Dragnie hurried along and fell in step with the tour group. Over the next hour they visited a number of exhibits, at each of which, she noticed, every care had been taken to maintain the original appearance and function of the facility, while the actors portraying the various figures who had, ten years earlier, “gone Glatt,” were scrupulous in their costumes, accents, and values.

They stopped by the Post Office, where the young actor portraying Flint Bigbone, the former natural gas magnate, demonstrated stamp-cancellation techniques on fragile parcels, while lecturing them on the evils of subsidized medical care. Next came the Bakery, run by a talented blonde playing former Globe-Tech C.E.O. Donna-May Uppercut, who showed everyone how to hand-twist their own pretzels. And they visited the hardware store, where a vaguely familiar character actor embodying Gil “Dad” Popp handed out period paint chips while regaling them with the story of how, the day before his arrival at Glatt’s Gorge, he had personally detonated 1,225 pounds of high explosives to demolish his entire magnesium processing plant.

By then it was snack time. Dragnie took her leave of the group, consulted the site map with its dollar-sign compass rose, and found her way to the Glatt’s Gorge Inn and Conference Center.

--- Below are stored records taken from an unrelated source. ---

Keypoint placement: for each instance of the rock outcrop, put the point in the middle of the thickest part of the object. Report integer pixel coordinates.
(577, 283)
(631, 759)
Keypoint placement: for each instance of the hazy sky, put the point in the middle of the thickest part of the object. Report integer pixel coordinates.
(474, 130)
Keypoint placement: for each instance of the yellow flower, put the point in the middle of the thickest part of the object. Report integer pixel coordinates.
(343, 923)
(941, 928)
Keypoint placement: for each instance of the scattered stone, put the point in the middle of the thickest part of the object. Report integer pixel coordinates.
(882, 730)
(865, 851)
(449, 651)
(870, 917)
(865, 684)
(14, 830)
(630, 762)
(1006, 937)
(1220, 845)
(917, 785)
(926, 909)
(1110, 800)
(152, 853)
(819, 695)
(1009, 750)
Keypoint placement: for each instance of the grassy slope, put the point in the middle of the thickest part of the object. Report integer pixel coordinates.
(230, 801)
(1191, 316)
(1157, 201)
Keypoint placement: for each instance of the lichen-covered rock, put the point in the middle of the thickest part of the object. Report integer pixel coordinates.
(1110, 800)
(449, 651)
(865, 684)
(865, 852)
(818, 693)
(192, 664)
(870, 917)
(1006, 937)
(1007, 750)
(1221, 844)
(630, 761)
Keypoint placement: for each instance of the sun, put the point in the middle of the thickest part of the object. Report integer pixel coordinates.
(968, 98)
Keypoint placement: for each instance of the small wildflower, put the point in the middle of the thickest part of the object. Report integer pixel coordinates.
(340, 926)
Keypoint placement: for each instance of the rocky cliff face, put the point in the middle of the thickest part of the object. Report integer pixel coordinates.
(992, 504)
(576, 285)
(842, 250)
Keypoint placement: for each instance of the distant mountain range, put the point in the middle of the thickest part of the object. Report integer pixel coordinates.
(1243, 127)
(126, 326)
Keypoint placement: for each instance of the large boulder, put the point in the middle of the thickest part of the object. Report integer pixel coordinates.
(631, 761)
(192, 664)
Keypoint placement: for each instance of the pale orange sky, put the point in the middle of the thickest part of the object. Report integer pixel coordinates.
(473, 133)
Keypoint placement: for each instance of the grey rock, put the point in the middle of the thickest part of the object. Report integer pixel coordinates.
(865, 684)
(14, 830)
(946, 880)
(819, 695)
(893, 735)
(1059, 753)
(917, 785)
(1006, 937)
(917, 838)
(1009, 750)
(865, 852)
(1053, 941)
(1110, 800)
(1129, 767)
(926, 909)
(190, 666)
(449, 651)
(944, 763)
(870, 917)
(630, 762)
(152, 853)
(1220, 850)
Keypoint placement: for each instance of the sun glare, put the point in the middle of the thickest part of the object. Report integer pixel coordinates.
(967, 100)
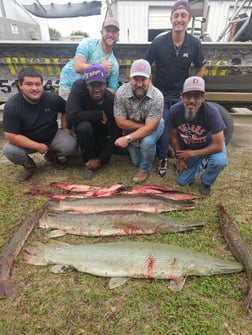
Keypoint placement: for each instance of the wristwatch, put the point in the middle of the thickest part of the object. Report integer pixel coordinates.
(129, 139)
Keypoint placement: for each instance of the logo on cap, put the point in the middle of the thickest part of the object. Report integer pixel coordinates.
(95, 73)
(140, 68)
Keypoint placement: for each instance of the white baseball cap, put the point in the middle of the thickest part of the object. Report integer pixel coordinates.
(140, 67)
(194, 84)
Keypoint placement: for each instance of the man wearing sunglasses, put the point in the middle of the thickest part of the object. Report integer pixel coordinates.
(93, 51)
(197, 137)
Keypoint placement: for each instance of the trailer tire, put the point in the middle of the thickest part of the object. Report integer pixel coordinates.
(228, 120)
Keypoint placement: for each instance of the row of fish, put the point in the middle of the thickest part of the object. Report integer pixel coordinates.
(123, 260)
(130, 211)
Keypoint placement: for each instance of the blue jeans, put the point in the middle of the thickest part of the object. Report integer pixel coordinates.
(163, 142)
(213, 163)
(143, 151)
(63, 144)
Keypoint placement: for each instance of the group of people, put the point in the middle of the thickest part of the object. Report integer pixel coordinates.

Inside, the lobby was bustling, as corporate parties or select private individuals checked in, checked out, or met for the evening’s activities. Dragnie’s driver said, “I’ll get your key. Don’t bother looking for an elevator. There isn’t one.” He pointed to a row of three arches standing off to the side of the main desk. “Just walk through one of those. It will read the key and instantly teleport you to your door. It’s something Mr. Glatt invented while ironing a shirt one day. We’re hoping to develop its use to transport the barrels of oil Flint Buttslammer figured out how to refine from spider webs. The idea… but look at me, telling you all this, when you probably know more than I do…”

“No. Go on.”

“Well, the idea is to transport the oil right from the webs in the caves to the refinery started by Clunk Fistpuncher, when he came here after abandoning his career as the foremost legal ethicist in the world. Oh, good, here’s ‘Mr. Fasnacht.’” He indicated a man in work pants and a rough-weaved shirt who, smiling with purest politeness, approached.

“Miss Tagbord. A pleasure. We’ve been looking forward to your arrival.”

She shook the proffered hand. “Thank you, Mister—?”

“Make it ‘Mister Fasnacht.’” He chuckled. “It will hardly surprise you learn that I’m not actually Faustus Fasnacht. My real name is Mike Hunt. But here at the Gorge we do our best to maintain the atmosphere and the values of what the original founders brought when they first created this retreat ten years ago. All the buildings, all the roads, all the shops and factories, even the landscaping, have been meticulously preserved from the original period. The Glatt’s Gorge Foundation employs a number of us to staff the conference center, and we do our part to contribute to the illusion that each visitor, whether on officially-sponsored corporate retreat or on a personal sabbatical at our Committee’s exclusive invitation, feel that he—or she!—is taking part in something very like the original strike that Mr. Glatt called before the Great Takeover, and that Mr. Fasnacht bankrolled with his property here in the mountains.” He chuckled. “Why, if you’re with us long enough, you’ll likely run into the chap playing John Glatt himself. That should be an interesting experience for you.”